[opensuse] ssh connection refused since upgrading to 12.1
On 11.4 I had ssh working perfectly without passwords between my laptop and my desktop. Since upgrading the desktop to 12.1, ssh from the laptop to the desktop fails because the remote server's host key has changed. @@@@@@@@@@@@@@@@@@@@@@@@@@@@@@@@@@@@@@@@@@@@@@@@@@@@@@@@ @ WARNING: REMOTE HOST IDENTIFICATION HAS CHANGED! @ @@@@@@@@@@@@@@@@@@@@@@@@@@@@@@@@@@@@@@@@@@@@@@@@@@@@@@@@ [...] Add correct host key in /home/bob/.ssh/known_hosts to get rid of this message. [...] Host key verification failed. I'm not sure which file to copy onto my USB stick and where to put it (~/.ssh/known_hosts probably, but nothing I've put there so far has worked). There must be a simpler way of solving this problem, because most situations will involve hosts separated by significant distances, rather than being in the same room. Any suggestions, please? Bob -- Bob Williams System: Linux 3.1.9-1.4-desktop Distro: openSUSE 12.1 (x86_64) with KDE Development Platform: 4.7.2 (4.7.2) "release 5" Uptime: 18:00pm up 1 day 6:05, 5 users, load average: 0.22, 0.20, 0.22 -- To unsubscribe, e-mail: opensuse+unsubscribe@opensuse.org To contact the owner, e-mail: opensuse+owner@opensuse.org
On Sun, 04 Mar 2012 01:00:47 +0000
Bob Williams
On 11.4 I had ssh working perfectly without passwords between my laptop and my desktop. Since upgrading the desktop to 12.1, ssh from the laptop to the desktop fails because the remote server's host key has changed.

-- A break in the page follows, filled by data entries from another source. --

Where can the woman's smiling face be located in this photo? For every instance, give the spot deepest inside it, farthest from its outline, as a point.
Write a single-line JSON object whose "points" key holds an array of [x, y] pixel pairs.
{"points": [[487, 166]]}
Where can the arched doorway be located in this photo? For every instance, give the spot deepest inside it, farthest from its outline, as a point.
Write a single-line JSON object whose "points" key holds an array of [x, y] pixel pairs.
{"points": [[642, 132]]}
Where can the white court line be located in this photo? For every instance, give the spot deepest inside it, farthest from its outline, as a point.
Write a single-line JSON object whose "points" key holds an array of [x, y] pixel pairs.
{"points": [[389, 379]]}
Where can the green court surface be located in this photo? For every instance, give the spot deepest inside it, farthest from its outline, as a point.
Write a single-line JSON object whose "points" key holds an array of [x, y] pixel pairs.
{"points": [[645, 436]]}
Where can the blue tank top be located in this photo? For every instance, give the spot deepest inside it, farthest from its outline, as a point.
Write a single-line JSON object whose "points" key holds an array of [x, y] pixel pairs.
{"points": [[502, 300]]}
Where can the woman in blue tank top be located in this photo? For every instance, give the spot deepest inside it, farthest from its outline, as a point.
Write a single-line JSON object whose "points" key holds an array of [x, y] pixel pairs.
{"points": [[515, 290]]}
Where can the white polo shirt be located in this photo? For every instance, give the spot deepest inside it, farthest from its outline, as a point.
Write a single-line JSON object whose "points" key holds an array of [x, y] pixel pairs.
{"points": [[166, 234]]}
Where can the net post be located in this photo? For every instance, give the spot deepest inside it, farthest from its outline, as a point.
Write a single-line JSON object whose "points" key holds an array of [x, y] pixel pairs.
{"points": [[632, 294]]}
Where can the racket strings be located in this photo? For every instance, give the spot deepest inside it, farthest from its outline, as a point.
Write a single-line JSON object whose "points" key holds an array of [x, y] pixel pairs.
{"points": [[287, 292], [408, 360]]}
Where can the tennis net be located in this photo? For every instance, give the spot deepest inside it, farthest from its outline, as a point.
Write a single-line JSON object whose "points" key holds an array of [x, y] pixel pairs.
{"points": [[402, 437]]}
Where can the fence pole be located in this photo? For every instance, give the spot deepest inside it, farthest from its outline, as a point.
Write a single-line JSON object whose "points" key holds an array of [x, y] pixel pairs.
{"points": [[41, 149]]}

@@@@@@@@@@@@@@@@@@@@@@@@@@@@@@@@@@@@@@@@@@@@@@@@@@@@@@@@ @ WARNING: REMOTE HOST IDENTIFICATION HAS CHANGED! @ @@@@@@@@@@@@@@@@@@@@@@@@@@@@@@@@@@@@@@@@@@@@@@@@@@@@@@@@
[...] Add correct host key in /home/bob/.ssh/known_hosts to get rid of this message. [...] Host key verification failed.
I'm not sure which file to copy onto my USB stick and where to put it (~/.ssh/known_hosts probably, but nothing I've put there so far has worked).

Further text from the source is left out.